Frequently asked questions
How is sales intelligence different from a CRM?
A CRM is a system of record. It stores and manages existing customer and prospect relationships. A sales intelligence platform is a system of insight: It enriches that data, surfaces new opportunities, and delivers the buyer signals and account context needed to prospect and target effectively. Most teams use both in combination, with intelligence flowing into the CRM rather than replacing it.
Which sales intelligence platform has the best data accuracy?
Accuracy varies by vendor, region, industry, and how recently a record was verified. Rather than taking any vendor’s claims at face value, look for transparency around their data sourcing methodology, verification process, and refresh cadence. Third-party review platforms like G2 and Gartner Peer Insights can also surface real user feedback on data quality within your specific target markets.
Is 6sense worth the cost for smaller teams?
It depends on your motion. 6sense’s predictive intelligence and ABM orchestration capabilities pay off most for teams with a defined ICP, longer sales cycles, and complex buying committees. Smaller teams running a high-volume, transactional model may find better value starting with a lighter weight tool and scaling into a full revenue intelligence platform as their GTM motion matures.
Can sales intelligence platforms integrate with my existing CRM?
Yes. Most leading platforms offer native or API-based integrations with major CRMs like Salesforce and HubSpot. That said, integration depth varies considerably. Before purchasing, confirm that the integration supports bidirectional sync, maps correctly to your existing data model, and can trigger the workflows your team depends on.
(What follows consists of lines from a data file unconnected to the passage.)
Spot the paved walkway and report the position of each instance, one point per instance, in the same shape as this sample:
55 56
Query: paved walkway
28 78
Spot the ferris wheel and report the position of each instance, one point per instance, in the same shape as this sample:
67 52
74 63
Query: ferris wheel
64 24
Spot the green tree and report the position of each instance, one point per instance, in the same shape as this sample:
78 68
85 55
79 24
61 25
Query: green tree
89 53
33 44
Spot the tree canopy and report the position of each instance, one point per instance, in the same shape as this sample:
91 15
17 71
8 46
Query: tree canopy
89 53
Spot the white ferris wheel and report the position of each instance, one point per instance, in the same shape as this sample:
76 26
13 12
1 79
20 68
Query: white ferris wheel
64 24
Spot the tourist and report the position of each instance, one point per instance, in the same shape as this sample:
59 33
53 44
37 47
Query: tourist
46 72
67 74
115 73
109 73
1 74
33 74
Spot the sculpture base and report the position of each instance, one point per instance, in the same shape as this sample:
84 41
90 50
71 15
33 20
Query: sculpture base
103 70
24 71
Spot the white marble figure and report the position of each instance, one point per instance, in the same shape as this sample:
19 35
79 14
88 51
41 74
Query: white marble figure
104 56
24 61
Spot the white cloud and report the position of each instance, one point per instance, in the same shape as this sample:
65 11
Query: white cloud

What is the difference between a sales intelligence platform and a sales engagement platform?
Sales intelligence platforms focus on data enrichment and buyer insight: who to target, when they’re likely in-market, and what context to bring to the conversation. Sales engagement platforms manage outreach execution, including email sequencing, call automation, and task management. Many teams use both together, and some platforms like Apollo.io blend elements of both into a single tool.
How important is GDPR compliance when choosing a sales intelligence tool?
For any company targeting buyers in the EU, it’s non-negotiable. GDPR governs how personal data is collected, stored, and used, and violations carry significant financial penalties. Evaluate each vendor’s data sourcing practices, consent mechanisms, and compliance documentation carefully. A vendor promoting that they’re GDPR compliant is not the same as auditable, documented processes. Loop in your legal team before signing anything.